Unzip Open Office XML document via File explorer pic.twitter.com/t1zqalvYBc
— Dennis (@expiscornovus) March 20, 2022
Properties method approach
I managed to find two approaches to retrieve the document properties. One is a bit (over)complicated and the other one is a bit simpler.
The first approach is the Unzip approach. In this approach we are going to rename the .docx as a zip, extract and retrieve the core.xml from the docProps folder. With some substring functions you are able to find your properties.
The second approach is the Properties method approach. We can use the Properties method from the REST API in a Send an HTTP request action. It is more straightforward and you can even achieve this with one action. So, it would be my suggested approach.
Unzip approach
Like mentioned earlier in this blog, the Properties method approach is probably simpler and easier. However, that does not mean we can have some fun and trying the unzip approach with Power Automate :P.
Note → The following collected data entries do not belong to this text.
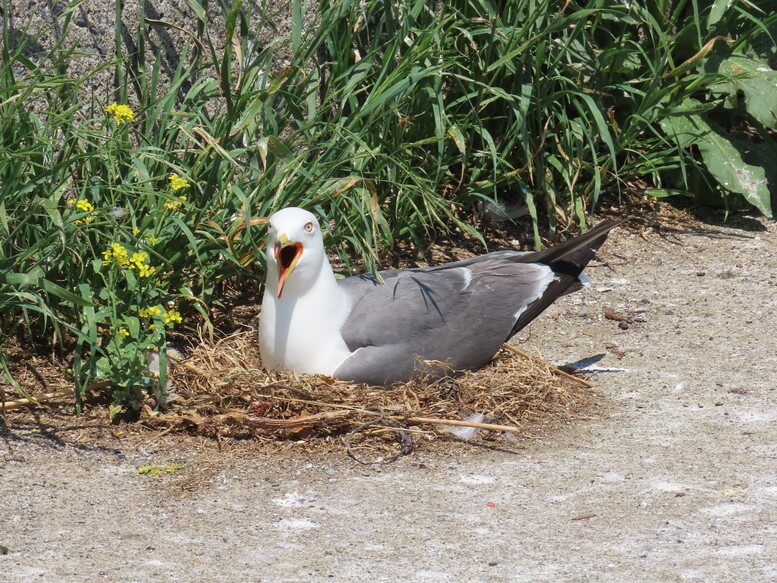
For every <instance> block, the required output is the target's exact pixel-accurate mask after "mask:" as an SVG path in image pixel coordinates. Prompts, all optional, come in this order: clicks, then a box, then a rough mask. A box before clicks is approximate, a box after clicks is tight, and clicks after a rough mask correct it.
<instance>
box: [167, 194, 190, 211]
mask: <svg viewBox="0 0 777 583" xmlns="http://www.w3.org/2000/svg"><path fill="white" fill-rule="evenodd" d="M184 202H186V197H185V196H179V197H178V200H168V201H167V202H164V203H162V208H163V209H165V210H167V211H177V210H178V209H179V208H181V204H182V203H184Z"/></svg>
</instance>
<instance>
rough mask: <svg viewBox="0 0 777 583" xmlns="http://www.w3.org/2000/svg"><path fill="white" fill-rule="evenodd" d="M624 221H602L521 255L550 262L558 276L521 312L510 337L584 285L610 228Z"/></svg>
mask: <svg viewBox="0 0 777 583" xmlns="http://www.w3.org/2000/svg"><path fill="white" fill-rule="evenodd" d="M624 222H625V221H624V220H607V221H602V222H601V223H599V224H598V225H596V226H595V227H594V228H592V229H591V230H590V231H588V232H587V233H584V234H583V235H580V236H579V237H575V238H573V239H569V240H568V241H564V242H563V243H561V244H559V245H556V246H555V247H550V248H548V249H544V250H542V251H539V252H537V253H527V254H526V255H522V256H520V259H519V260H520V261H521V262H525V263H543V264H545V265H547V266H548V267H550V268H551V269H552V270H553V273H554V274H555V276H556V277H555V279H554V280H553V281H552V282H551V283H550V285H548V287H547V289H546V290H545V292H544V293H543V294H542V297H540V298H539V299H538V300H537V301H535V302H534V303H533V304H531V305H530V306H529V307H528V308H527V309H526V311H524V312H523V313H522V314H521V316H520V317H519V318H518V320H517V321H516V323H515V326H513V329H512V331H511V332H510V336H509V337H508V339H509V338H511V337H512V336H513V335H514V334H516V333H517V332H518V331H519V330H520V329H521V328H523V327H524V326H526V325H527V324H528V323H529V322H531V321H532V320H534V318H536V317H537V316H539V315H540V314H541V313H542V312H544V311H545V309H546V308H547V307H548V306H550V305H551V304H552V303H553V302H555V301H556V300H557V299H558V298H559V297H561V296H563V295H565V294H568V293H571V292H573V291H577V290H579V289H580V288H582V287H583V284H582V282H581V281H580V279H579V277H580V274H581V273H582V272H583V269H585V266H586V265H588V263H589V262H590V261H591V259H593V258H594V257H595V256H596V252H597V251H598V249H599V247H601V246H602V244H603V243H604V242H605V240H606V239H607V235H608V234H609V232H610V230H611V229H613V228H615V227H617V226H619V225H621V224H623V223H624Z"/></svg>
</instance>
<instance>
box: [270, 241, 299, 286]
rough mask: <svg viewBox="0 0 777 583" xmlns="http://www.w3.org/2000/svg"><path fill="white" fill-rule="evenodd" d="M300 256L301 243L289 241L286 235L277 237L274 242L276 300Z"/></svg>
mask: <svg viewBox="0 0 777 583" xmlns="http://www.w3.org/2000/svg"><path fill="white" fill-rule="evenodd" d="M301 256H302V243H297V242H296V241H289V238H288V237H286V235H279V236H278V240H277V241H276V242H275V261H277V262H278V299H280V298H281V296H282V295H283V286H284V285H286V280H287V279H288V278H289V275H291V272H292V271H294V268H295V267H296V266H297V261H299V258H300V257H301Z"/></svg>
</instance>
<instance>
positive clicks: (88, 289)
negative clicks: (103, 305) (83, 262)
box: [41, 279, 94, 307]
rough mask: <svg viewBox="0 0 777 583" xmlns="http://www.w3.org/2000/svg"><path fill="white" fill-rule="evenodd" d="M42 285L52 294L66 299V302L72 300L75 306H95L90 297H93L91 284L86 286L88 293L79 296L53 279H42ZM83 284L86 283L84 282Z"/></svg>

In addition to that this setup might be useful for other scenarios as well. That is why I still wanted to share it.
1. Add a Manually trigger a flow trigger action.
2. Add a Get file content using path action (from the SharePoint Connector).
This step is to retrieve the content of the file located in a SharePoint Online location.
3. Add a Create file action. Select a location and a filename you want to use. Use the body of the previous action.
This step is to create a new temporary file in OneDrive for Business location.
4. Add a Move or rename a file using path action. Use the Path field of the previous action.
This step is to rename the temporary file to a .zip file.
5. Add a Extract archive to folder action. Use the Path field of the previous action.
This step is to unzip the .zip file.
6. Add a Get file content using path action (from the OneDrive for Business Connector).
This step is retrieve the core.xml content.
7. Add a Compose action. Add the two expressions of the code snippet below in the expression editor.
This step uses split and substring functions to retrieve the correct property values. It also might be possible with xpath, but I have not tried that.
That should be it for the setup.
Happy testing!